We found which genres sell best in the USA. Based on this we listed three albums to be added to the Chinook store. These are:-
Red Tone
Slim Jim Bites
Meteor and the Girls

We analyzed the performance of Sales Support Agents. And found that Jane Peacock and Steve Johnson are doing better than Margaret Parker. We also observed that the age impacts the performance as Jane Peacock is youngest of all and Steve Johnson is younger to Margaret Parker.
We analyzed the sales data for customers from each country. We calculated total number of customers, total value of sales, average value of sales per customer and average order value for each country. We observed that USA is on top of the list with 13 customers and ~ $1040 total value of sales. Next is CANADA with 8 customers and with ~ $535 value of sales.

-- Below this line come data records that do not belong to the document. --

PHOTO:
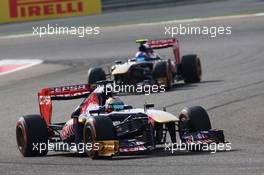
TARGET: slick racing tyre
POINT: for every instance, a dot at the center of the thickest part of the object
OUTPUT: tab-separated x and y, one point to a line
32	136
194	119
191	69
100	128
161	71
96	74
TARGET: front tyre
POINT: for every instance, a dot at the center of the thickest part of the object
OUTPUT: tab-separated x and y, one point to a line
32	136
194	119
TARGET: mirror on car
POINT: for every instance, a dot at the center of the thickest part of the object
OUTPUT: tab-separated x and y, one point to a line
118	62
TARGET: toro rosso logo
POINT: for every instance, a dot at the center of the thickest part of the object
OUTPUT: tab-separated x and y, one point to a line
32	8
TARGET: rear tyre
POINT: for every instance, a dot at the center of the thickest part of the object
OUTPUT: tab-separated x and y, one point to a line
194	119
98	129
191	69
161	71
31	132
96	74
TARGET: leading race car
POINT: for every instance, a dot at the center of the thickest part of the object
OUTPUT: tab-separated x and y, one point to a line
147	67
102	125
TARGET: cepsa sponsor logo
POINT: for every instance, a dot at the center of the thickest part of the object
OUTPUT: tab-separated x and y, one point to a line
35	8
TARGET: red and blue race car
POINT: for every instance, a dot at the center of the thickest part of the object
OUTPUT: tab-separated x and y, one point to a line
102	125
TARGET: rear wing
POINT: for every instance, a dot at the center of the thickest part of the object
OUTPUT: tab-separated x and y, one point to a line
164	43
47	95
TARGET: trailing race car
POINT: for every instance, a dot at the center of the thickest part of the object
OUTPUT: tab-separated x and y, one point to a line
147	67
104	126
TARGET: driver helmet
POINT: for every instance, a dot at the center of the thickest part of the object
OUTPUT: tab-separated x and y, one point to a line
144	48
114	104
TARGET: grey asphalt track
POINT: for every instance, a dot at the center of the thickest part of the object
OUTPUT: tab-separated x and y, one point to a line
232	91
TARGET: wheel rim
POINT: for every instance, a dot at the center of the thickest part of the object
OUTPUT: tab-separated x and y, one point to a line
20	138
199	69
89	140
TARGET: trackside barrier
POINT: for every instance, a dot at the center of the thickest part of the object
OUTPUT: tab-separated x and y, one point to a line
28	10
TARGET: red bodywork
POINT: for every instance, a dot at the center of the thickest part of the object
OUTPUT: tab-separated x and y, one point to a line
47	95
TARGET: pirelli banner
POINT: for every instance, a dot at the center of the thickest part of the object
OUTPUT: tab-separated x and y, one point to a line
27	10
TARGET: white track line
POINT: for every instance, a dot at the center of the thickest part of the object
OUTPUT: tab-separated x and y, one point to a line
29	63
157	23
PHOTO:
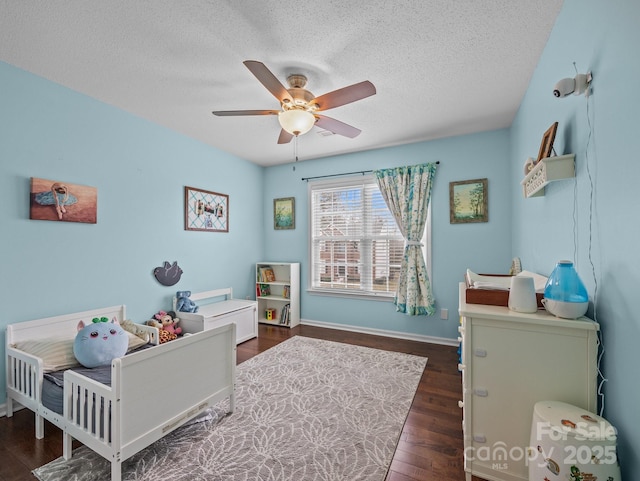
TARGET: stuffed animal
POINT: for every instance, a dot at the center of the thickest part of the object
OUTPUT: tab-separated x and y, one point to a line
169	321
184	304
99	342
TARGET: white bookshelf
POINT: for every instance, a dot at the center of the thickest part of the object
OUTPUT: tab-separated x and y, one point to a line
547	170
280	293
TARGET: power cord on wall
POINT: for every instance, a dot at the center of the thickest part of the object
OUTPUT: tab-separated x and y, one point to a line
600	343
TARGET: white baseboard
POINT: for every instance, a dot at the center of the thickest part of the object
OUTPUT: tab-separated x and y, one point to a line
382	332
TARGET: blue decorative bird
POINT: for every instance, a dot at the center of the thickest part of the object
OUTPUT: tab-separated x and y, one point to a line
168	274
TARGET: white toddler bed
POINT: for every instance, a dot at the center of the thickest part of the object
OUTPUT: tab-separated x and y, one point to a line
152	392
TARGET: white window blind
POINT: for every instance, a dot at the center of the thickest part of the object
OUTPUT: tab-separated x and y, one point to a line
355	245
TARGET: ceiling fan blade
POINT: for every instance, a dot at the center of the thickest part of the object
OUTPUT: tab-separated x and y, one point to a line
345	95
228	113
336	126
285	137
266	78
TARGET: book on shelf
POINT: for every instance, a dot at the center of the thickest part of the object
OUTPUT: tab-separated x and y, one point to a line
263	290
284	315
266	274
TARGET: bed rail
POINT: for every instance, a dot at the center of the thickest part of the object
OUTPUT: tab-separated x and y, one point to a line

We calculated the percentage of individual tracks and the percentage of whole album purchased by customers. Our analysis led to the conclusion that the individual tracks purchases (~ 78%) are higher compared to album purchases (~ 22%). This can help the company in deciding whether to buy popular tracks from albums or to buy the whole album from record companies.